Asian markets rise, tracking Wall Street gains on job report

People walk past an electronic board showing Hong Kong share index outside a local bank in Hong Kong, Monday, May 7, 2018. Most Asian stock markets started the week higher following strong gains on Wall Street after the U.S. jobless rate hit an 18-year low, helping investors overlook unresolved trade tensions between Washington and Beijing. (AP Photo/Vincent Yu)

Asian shares mostly higher, as 18-year low US jobless rate buoys Wall Street

HONG KONG — Asian shares were mostly higher Monday following strong gains on Wall Street after the U.S. jobless rate hit an 18-year low, helping investors overlook unresolved trade tensions between Washington and Beijing.

KEEPING SCORE: Japan's benchmark Nikkei 225 index slid 0.5 percent to 22,372.14 but Hong Kong's Hang Seng index rose 0.6 percent to 30,111.41. The Shanghai Composite index in mainland China advanced 1.1 percent to 3,123.47 and Australia's S&P/ASX 200 climbed 0.6 percent to 6,097.20. Taiwan's benchmark rose and Southeast Asian indexes were mostly higher. South Korean markets were closed for a holiday.
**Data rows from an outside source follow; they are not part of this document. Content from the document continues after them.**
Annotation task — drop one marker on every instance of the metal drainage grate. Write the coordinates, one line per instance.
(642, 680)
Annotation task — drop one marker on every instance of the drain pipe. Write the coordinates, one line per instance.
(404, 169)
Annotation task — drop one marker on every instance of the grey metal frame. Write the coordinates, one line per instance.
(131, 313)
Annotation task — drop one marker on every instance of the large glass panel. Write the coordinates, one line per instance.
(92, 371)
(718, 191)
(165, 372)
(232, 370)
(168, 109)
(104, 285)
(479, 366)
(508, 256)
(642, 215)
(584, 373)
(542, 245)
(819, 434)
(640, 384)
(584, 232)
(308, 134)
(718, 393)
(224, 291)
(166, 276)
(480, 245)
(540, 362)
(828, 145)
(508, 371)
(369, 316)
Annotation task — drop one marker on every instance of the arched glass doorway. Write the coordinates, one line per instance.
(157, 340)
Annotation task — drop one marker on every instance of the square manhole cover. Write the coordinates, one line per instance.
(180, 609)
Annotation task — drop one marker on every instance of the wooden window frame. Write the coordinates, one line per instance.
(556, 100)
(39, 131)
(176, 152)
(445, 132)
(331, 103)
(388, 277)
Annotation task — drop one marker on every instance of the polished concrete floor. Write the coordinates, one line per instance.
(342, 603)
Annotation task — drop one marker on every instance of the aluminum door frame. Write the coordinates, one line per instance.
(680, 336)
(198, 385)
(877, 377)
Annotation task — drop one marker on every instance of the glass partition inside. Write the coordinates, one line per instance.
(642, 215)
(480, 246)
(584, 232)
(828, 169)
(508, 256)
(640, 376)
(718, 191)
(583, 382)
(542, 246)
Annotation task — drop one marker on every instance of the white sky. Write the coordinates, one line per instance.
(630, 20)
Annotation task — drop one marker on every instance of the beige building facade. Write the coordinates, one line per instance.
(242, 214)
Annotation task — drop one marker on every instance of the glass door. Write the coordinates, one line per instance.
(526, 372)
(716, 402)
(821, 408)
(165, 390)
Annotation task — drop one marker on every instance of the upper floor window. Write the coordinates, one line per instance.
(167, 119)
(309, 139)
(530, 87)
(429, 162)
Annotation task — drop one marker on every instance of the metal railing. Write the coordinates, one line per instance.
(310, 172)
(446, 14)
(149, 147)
U.S. JOB MARKET: The latest monthly jobs report showed that U.S. hiring continued at a solid clip and wages grew modestly, showing the world's biggest economy remains resilient despite concerns about a possible trade war with China. U.S. government figures showed that employers added 164,000 jobs in April, making it the 91st straight month of hiring growth, and the unemployment rate fell to 3.9 percent, the lowest level since December 2000.

TRADE DEMANDS: Tensions over the U.S.-China trade persist after talks in Beijing ended Friday without any agreement. The Trump administration asked China to cut its trade deficit by $200 billion by the end of 2020, stop providing subsidies to key industries and end some of policies related to technology transfers, a main source of tension underlying the dispute.

QUOTEWORTHY: The jobs data shows "the U.S. economy remains in the agreeable Goldilocks region," said Stephen Innes, head of Asian trading at OANDA. Equity investors' favorable reaction is "outweighing the negatives from strained trade talks between the U.S. and China."

WEEK AHEAD: Investors are watching for a raft of potentially market-moving economic data and political events, including Chinese trade figures on Tuesday, Malaysia's national election on Wednesday and U.S. inflation on Thursday.

WALL STREET: The S&P 500 index climbed 1.3 percent to close at 2,663.42 on Friday. The Dow Jones industrial average rose 1.4 percent to 24,262.51. The Nasdaq composite jumped 1.7 percent to 7,209.62.

ENERGY: Oil futures advanced to their highest since November 2014. Benchmark U.S. crude rose 77 cents to $70.49 a barrel in electronic trading on the New York Mercantile Exchange. The contract rose 1.9 percent to settle at $69.72 per barrel on Friday. Brent crude, the international standard, gained 88 cents to $75.74 per barrel in London.

CURRENCIES: The dollar weakened to 108.97 yen from 109.73 yen. The euro rose to $1.1978 from $1.1960.